An extreme case is when the prototype goes into production offering service without having it refactored to raise its quality and the product includes new features that affect this prototype. The prototype model does not match the product model. Now you are forced to refactor the prototype and bear this unexpected cost.

In estimating the cost of manufacturing the prototype, it will be necessary to include the cost of refactoring to recover its quality and the cost of making the transfer between equipment.

Define an ad-hoc manufacturing process for prototype development. Thus, when a prototype is developed, you will know which phases and assets of the product manufacturing process have not been produced. It will be difficult for the team to follow this custom manufacturing process. They will have a hard time leaving unit or integration tests uncoded, for example. It will include uncertainty that may materialize into a cost overrun during the product demonstration phase.

Quality maintenance

We are immersed in a continuous and incremental improvement of the quality of the product. We put special focus on recovering the quality of the legacy code by dedicating a lot of effort. However, we should not overlook how the new code is produced. Let's remember that the most senior team members are recovering the legacy code, while the most juniors are coding new code according to the defined quality framework.

There is a risk that the new code was also of poor quality, despite having defined the quality reference frame and having redefined the manufacturing processes. To mitigate this risk, we will include code audits that raise non-conformities as soon as possible and suggestions for improvement in the code.

It is very frustrating to see legacy code being recovered, and new code has still bad quality. Above all, it is frustrating for people who are overexerting themselves with legacy code.

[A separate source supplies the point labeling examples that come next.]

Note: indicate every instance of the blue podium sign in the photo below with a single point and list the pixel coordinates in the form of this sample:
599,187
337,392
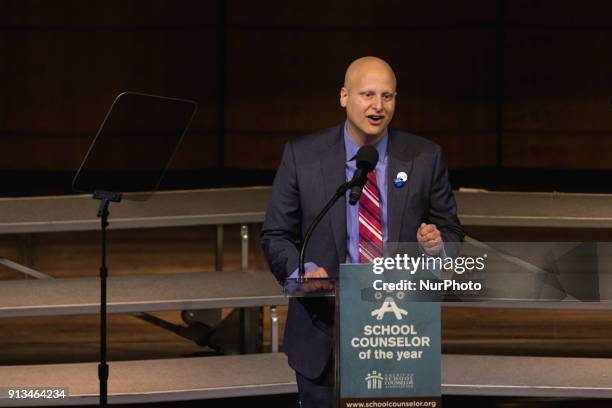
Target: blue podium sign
389,343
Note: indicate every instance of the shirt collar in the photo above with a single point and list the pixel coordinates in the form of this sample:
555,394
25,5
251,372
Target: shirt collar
351,147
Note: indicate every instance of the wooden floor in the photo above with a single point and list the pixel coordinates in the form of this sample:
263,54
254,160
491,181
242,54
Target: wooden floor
168,250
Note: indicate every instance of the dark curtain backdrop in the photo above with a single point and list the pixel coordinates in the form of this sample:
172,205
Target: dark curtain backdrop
521,85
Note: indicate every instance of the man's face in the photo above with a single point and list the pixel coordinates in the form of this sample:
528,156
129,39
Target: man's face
369,99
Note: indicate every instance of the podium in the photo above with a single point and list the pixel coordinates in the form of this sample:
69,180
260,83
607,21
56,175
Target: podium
387,346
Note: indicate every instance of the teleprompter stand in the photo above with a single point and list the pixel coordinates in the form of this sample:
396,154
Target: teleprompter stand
130,154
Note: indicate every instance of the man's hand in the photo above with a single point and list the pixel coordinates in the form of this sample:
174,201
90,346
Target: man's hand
317,286
430,239
316,273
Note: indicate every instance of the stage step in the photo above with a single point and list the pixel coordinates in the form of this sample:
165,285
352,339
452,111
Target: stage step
142,293
264,374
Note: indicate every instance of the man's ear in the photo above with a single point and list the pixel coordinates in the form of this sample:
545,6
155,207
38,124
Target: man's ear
343,96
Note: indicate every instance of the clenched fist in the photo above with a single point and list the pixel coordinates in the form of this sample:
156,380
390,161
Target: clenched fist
430,239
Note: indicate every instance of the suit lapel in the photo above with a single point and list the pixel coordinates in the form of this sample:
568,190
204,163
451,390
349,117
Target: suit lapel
397,160
333,174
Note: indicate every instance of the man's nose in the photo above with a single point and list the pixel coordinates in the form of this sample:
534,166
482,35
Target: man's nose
377,104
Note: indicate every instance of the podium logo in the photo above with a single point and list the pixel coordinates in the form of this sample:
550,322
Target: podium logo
389,306
374,380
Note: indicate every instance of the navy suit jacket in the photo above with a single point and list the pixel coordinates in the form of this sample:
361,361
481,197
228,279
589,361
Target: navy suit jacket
311,170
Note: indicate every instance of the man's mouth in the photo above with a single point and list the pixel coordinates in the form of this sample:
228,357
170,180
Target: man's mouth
375,119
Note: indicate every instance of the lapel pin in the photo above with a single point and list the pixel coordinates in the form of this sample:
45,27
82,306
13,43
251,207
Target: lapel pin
400,179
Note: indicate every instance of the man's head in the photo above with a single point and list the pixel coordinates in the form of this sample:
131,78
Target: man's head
368,95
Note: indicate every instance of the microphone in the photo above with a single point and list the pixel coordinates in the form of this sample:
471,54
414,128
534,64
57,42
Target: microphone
367,157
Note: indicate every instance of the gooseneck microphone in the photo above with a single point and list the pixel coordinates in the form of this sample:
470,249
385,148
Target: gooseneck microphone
367,157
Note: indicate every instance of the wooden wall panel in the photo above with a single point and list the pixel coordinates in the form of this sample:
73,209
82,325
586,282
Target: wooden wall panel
552,13
360,13
557,108
64,63
446,86
107,13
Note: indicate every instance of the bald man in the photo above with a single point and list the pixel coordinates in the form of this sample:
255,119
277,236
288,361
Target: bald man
407,198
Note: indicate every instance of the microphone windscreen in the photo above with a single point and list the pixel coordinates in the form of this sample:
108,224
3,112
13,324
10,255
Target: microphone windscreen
367,157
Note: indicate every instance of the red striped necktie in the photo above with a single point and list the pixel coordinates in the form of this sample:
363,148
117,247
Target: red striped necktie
370,226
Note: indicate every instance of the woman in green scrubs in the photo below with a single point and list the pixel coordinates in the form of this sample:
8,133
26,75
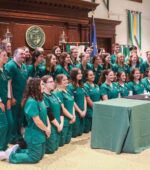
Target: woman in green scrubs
84,65
38,128
77,91
64,66
135,85
50,66
55,105
146,80
97,67
6,120
68,108
108,88
92,95
36,69
146,63
122,85
133,63
120,65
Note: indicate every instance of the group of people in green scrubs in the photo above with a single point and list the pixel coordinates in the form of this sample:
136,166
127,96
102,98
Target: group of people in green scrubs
53,96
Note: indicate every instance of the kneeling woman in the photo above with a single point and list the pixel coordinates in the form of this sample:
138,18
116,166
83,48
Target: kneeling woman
54,106
108,88
68,108
122,85
38,126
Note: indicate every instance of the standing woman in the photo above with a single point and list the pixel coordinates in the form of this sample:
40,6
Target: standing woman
122,85
64,66
55,109
84,65
97,67
135,85
133,62
120,65
108,88
51,63
146,80
56,51
6,119
77,91
68,108
93,95
38,126
36,69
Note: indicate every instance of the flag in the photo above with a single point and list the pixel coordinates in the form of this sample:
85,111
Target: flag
93,39
134,24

Another aspect to maintain is the culture of quality. To facilitate this, it helps to keep the team stable, without too much staff turnover. After all, culture is formed, defined and maintained by the people on the team. If you do not have a low staff turnover, then you will have to spend more time so that the new people know and sponsor our culture.

Quality must be derived from the manufacturing process. Its production phases, the assets generated, the roles and competencies identified within the team inevitably lead you to manufacture a quality product. Once this is established the quality will be maintained. The team will pick up pace and follow this manufacturing process in each version of the product. In addition, you will have constant positive feedback because Operations will hardly report product bugs. Now they will be sure that what they manufacture has quality.

However, the company has to think carefully if it really wants to achieve good quality. Now it will no longer be worth giving more weight to delivery times or increasing profit to the detriment of quality. The team will not know how to manufacture otherwise unless another manufacturing process is redefined to achieve this new goal. And following this new process will take time. Some people on the team will even refuse to work in this way.